Franck la prit dans ses bras.
— Quel est ton vœu ?
Elle posa un doigt sur sa bouche et lui envoya un baiser.
— Je te le dirai l’année prochaine, s’il se réalise. En attendant, je vais te confier un autre secret, quelque chose que je te cache depuis plusieurs mois.
Franck était interloqué.
— De quoi parles-tu ?
Ses yeux se firent espiègles.
Elle lâcha dans un souffle.
— C’est l’Allemand.
— Quoi, l’Allemand ?
— C’est l’Allemand qui a les poissons rouges.
En mars 1998, les procès d’Alex et de Laurent s’ouvrirent à deux semaines d’intervalle.
À l’issue de ceux-ci, Alex fut condamné à trois ans de prison pour le braquage de décembre 1992 et Laurent écopa de quatre ans pour le casse avorté de Halle, malgré les objections de Francis Lambotte à propos de l’inculpation pour vol à main armée, celui-ci arguant que personne n’avait vu son client une arme à la main et qu’un cadre métallique, même bourré d’explosifs, n’en était pas une. Aucun d’eux ne livra les noms des autres complices.
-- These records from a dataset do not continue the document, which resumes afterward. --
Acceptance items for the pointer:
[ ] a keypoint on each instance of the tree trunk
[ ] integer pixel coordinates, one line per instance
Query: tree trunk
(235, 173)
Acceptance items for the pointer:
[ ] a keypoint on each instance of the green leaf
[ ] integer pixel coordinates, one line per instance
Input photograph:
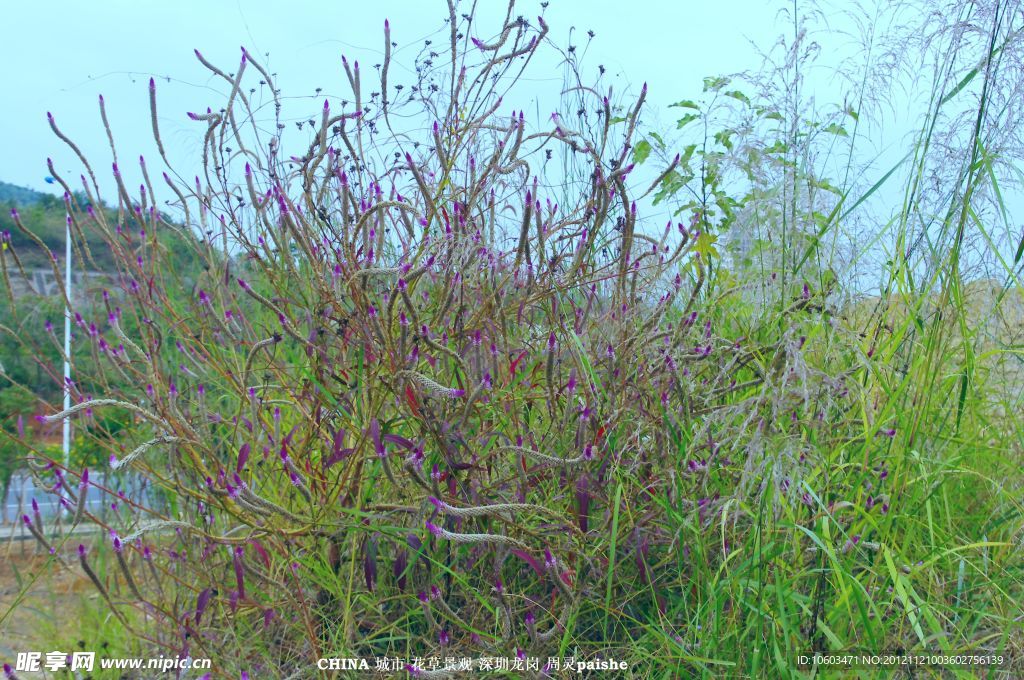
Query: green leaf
(739, 96)
(715, 84)
(688, 118)
(641, 152)
(837, 130)
(685, 103)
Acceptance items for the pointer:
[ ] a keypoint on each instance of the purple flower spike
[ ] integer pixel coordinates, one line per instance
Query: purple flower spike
(239, 572)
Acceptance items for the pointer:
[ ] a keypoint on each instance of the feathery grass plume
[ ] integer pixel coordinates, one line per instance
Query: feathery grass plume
(345, 283)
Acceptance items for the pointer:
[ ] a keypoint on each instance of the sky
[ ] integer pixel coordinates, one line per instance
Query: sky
(62, 54)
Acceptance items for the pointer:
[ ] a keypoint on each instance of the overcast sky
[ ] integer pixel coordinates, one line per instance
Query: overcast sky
(59, 55)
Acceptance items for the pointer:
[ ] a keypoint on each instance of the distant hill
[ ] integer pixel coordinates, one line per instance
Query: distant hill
(44, 215)
(19, 196)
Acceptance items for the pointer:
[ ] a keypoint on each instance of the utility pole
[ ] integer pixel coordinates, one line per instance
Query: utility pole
(67, 385)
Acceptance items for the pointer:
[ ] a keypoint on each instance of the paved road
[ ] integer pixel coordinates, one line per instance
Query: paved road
(23, 490)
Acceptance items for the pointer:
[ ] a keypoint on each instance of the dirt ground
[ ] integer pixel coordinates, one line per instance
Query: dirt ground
(39, 599)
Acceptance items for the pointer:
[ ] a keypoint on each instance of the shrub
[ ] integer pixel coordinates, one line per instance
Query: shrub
(415, 406)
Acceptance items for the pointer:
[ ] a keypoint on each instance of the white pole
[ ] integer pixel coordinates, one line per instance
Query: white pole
(67, 386)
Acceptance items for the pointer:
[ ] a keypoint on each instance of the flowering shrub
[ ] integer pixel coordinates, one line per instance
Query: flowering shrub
(413, 400)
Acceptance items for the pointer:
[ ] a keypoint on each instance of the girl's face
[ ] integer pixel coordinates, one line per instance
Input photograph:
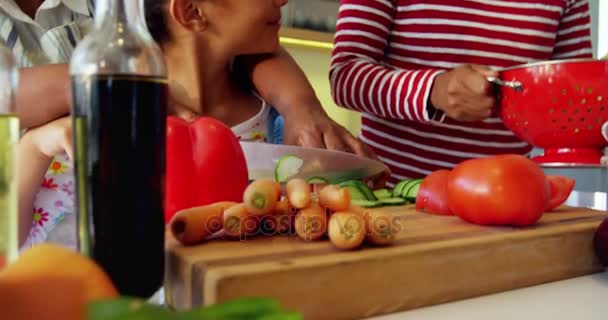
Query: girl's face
(244, 26)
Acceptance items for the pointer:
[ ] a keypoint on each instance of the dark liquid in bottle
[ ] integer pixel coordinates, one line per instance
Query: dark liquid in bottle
(119, 140)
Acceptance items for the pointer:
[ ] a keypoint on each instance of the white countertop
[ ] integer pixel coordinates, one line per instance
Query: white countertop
(584, 298)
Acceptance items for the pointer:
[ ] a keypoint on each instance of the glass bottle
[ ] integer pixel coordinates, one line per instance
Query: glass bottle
(9, 137)
(119, 108)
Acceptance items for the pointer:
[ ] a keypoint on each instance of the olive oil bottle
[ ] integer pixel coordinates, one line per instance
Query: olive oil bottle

Par une bizarrerie du sort, tous deux furent condamnés pour des braquages qui avaient échoué. Alex fut écroué à la prison de Jamioulx, près de Charleroi, Laurent à la prison de Lantin, le plus grand établissement pénitentiaire du pays, situé dans la province de Liège.
Mi-mai, Julie invita Franck dans un grand restaurant.
À la fin du repas, elle fouilla dans son sac et lui remit un cadeau d’un geste anodin.
— Tiens, c’est pour toi.
Franck s’étonna.
— Un dîner, un cadeau. Qu’est-ce que tu mijotes ?
Elle le dévisagea avec malice et fit un petit mouvement de tête vers le présent.
Franck déballa le paquet et ouvrit le boîtier qu’il contenait.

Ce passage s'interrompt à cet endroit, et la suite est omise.